Hecho el alcance correspondiente –que no tiene que ver con no “comprender la dinámica del juego” – lo que verdaderamente me jode de todo esto no es convertirme violentamente en una minoría segregada en términos sociales. Lo que me jode es que toda esta buena voluntad que la gente legítimamente deposita en un juego, en un “sano deporte” sea excusa para negociados y vulneraciones que pasan coladas en la “fiesta del balón” (mención aparte para el festival de cursilerías que es dar tribuna casi exclusiva a los periodistas deportivos). Para no latear en exceso, y a riesgo de convertirme en columnista vetada por las hordas chovinistas, resumo en tres las razones que me conminan a mantenerme al margen del carnaval de pelotilandia.
“Entonces no erís shileno” (el opio del pueblo)
Las noticias súbitamente desaparecen del panorama mediático y a nadie le importa que Piñera siga sin vender Chilevisión, que el derrame de petróleo en el golfo de México siga creciendo o que en Europa se contraiga más y más el gasto social, haciendo que, nuevamente, el costo lo paguen las personas más vulnerables. Cualquier cosa puede posponerse. Por un mes y medio, el planeta no es más que un enorme estadio y, en Chile, eso implica que somos todos iguales porque gritamos chichichí lelelé. Que desaparecen las diferencias sociales. Que todos vibramos con una misma pasión. Que todos tenemos el corazón rojo. Y así, drogados de chovinismo, nos creemos el cuento de que el Presidente es de lo más popu porque pone una carpa de circo en zonas terremoteadas y marepoteadas, aunque la igualdad entre el que ve el partido en una mediagua y el intendente que partió a Sudáfrica no tenga nada de igual.
El equipo invisible
Las marcas aprovechan el propicio despelote identitario, literalmente, para hacer conveniente blanqueamiento de sus marcas.

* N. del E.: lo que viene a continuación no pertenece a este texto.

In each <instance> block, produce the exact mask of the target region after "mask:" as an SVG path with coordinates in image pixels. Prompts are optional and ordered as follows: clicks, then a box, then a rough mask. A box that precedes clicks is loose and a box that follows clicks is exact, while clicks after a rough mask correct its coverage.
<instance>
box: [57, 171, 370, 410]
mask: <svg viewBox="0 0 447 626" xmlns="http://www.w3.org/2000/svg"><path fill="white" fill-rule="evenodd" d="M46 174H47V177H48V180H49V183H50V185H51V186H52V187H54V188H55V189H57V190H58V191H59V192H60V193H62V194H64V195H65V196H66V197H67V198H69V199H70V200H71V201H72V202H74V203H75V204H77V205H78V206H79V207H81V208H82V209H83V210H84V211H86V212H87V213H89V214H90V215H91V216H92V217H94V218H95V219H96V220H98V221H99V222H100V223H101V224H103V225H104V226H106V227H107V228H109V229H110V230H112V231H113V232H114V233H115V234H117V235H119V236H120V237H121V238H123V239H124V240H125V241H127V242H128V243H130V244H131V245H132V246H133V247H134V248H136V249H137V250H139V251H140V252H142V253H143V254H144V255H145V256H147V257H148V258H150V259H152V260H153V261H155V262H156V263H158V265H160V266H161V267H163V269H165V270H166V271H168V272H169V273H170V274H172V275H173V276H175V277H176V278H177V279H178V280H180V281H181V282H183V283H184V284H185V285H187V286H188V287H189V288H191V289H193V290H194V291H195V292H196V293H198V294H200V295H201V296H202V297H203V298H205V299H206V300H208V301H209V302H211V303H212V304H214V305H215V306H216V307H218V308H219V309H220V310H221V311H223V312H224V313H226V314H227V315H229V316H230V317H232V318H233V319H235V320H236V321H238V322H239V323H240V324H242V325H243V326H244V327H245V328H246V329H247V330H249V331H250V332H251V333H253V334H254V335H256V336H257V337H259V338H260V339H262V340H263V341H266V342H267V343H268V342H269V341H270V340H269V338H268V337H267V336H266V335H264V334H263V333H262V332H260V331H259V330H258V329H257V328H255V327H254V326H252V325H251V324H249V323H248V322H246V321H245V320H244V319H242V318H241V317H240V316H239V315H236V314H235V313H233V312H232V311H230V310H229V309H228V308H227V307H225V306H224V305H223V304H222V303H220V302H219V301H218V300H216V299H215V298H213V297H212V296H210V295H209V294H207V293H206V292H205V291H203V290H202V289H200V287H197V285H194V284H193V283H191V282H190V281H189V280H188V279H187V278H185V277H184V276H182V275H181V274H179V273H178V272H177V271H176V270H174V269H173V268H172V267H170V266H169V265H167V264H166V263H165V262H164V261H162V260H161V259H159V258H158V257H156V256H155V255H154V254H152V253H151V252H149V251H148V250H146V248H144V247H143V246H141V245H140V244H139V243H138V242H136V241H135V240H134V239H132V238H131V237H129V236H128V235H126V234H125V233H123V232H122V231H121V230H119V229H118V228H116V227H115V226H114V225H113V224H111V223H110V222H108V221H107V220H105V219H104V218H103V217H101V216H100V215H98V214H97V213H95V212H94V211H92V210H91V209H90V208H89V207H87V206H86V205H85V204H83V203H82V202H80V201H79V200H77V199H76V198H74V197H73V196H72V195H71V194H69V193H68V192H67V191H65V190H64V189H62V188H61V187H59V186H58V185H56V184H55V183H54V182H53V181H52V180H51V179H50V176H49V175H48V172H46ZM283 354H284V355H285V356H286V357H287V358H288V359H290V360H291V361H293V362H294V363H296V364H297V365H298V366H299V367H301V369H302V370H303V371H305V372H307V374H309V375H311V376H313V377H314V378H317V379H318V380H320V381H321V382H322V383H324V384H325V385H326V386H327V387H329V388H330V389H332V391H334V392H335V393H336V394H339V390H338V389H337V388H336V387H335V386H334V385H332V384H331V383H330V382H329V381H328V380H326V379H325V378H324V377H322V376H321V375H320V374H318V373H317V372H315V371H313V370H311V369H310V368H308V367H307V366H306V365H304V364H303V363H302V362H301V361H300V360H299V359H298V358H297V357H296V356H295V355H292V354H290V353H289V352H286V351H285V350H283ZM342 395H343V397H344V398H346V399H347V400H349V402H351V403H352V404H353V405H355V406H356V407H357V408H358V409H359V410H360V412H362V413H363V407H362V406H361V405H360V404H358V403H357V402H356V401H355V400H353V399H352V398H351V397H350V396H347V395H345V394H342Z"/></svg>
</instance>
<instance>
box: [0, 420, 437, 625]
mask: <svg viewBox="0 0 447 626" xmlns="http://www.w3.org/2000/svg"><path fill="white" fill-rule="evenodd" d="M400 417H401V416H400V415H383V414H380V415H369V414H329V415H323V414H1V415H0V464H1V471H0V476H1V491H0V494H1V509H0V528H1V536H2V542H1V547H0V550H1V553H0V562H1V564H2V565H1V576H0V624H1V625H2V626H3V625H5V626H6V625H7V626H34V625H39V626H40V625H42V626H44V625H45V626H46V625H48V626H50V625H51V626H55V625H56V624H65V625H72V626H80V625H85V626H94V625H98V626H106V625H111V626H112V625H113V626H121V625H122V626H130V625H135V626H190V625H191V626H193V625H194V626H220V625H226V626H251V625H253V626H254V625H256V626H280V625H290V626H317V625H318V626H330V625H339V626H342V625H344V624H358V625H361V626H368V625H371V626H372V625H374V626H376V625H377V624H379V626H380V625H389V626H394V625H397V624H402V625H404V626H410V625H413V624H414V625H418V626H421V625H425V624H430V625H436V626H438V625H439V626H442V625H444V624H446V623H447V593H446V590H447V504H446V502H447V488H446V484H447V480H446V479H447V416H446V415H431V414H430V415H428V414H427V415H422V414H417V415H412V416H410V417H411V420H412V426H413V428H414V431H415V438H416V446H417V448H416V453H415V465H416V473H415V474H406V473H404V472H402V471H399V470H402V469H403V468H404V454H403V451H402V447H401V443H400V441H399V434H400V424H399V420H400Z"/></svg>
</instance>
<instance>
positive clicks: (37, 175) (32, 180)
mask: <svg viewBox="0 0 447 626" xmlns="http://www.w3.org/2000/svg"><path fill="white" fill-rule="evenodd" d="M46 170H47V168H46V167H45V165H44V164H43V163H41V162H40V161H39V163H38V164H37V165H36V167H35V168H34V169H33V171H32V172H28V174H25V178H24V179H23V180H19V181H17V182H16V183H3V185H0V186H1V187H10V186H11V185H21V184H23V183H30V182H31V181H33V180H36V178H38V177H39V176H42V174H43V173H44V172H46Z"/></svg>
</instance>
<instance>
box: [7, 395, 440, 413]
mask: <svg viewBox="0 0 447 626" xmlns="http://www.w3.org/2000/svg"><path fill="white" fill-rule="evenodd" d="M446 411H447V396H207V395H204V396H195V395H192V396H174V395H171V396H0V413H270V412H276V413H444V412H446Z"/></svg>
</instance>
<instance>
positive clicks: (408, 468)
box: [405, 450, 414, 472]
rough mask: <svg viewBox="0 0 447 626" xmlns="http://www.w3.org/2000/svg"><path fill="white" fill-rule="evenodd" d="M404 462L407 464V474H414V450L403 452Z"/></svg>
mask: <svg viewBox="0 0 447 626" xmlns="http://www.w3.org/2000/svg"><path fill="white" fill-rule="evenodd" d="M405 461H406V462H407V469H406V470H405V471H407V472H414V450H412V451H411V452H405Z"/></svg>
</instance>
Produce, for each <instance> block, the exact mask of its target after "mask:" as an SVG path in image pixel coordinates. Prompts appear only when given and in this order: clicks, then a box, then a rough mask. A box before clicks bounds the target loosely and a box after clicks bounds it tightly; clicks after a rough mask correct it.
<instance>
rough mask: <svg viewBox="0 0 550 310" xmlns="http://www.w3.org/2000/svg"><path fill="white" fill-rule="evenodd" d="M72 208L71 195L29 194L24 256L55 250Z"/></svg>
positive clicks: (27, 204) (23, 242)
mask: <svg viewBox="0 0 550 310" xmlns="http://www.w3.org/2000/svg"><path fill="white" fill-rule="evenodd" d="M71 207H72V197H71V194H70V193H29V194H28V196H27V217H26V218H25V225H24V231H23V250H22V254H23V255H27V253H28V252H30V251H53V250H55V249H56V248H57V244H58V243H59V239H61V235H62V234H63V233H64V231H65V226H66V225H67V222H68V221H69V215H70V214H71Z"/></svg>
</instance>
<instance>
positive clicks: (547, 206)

Geniales publicistas de todo el orbe acuerdan hacer comerciales sobre la hermandad, la amistad, la identidad, la felicidad y todo lo taquillero terminado en “dad”, como rentabilidad. Claro que en ese ejercicio plástico se encargan de ocultar muy bien los “ismos”. O sea: el consumismo, el cinismo, el sexismo y los brazos más oscuros del capitalismo. Uno podría preguntarse de qué selección serán hinchas los indonesios que trabajan para Nike, por ejemplo. Sólo que esta enorme masa de trabajadores –muchos de ellos, menores- subpagados y sobreexplotados son el equipo invisible en este juego. Y al calor del juego, marcas como esta abusan de nuestra sensibilidad contándonos el cuento de la superación y el esfuerzo que desemboca en la grandeza. Sus trabajadores, es cosa cierta, saben mucho de esfuerzo. El contexto híper lucrativo del mundial permite descaros como éstos, con deportistas que ponen la cara por causas que no son tales y gerentes que se llenan la boca hablando de su amor al desarrollo humano, ante nuestras narices. Quizás ese sea el más tremendo de los goles que nos pasan.
La aplanadora de la Fifa
Si para el amable e incauto televidente el mundial es sinónimo de diversión, para muchas familias sudafricanas que habitaban en lugares cercanos al epicentro del gran evento deportivo, ha sido sinónimo de desalojo. Entre las normas de zonas despejadas interpuestas por la Fifa y la presión sudafricana de hacer un mundial de primer nivel –aun cuando se trate de un país tan tercermundista como el nuestro – ha habido numerosos damnificados, cuyas viviendas simplemente han sido destruidas. Ello, sumado a otras violaciones a los derechos humanos en el país de Mandela, como el aumento del acoso a trabajadores informales y el acrecentamiento de la xenofobia.
Se podrá argumentar que nada de esto tiene relación con el juego mismo. Y será verdad. Pero lo cierto es que un evento que apadrina tanta impunidad no puede ser inocente.
Un evento que, antes que encuentro entre pueblos, es un gran negocio para algunos y una gran pérdida para los mismos de siempre, es una euforia tan ficticia como la pescá que nos venden haciéndonos creer que las cornetas y las vuvuzelas son diferentes.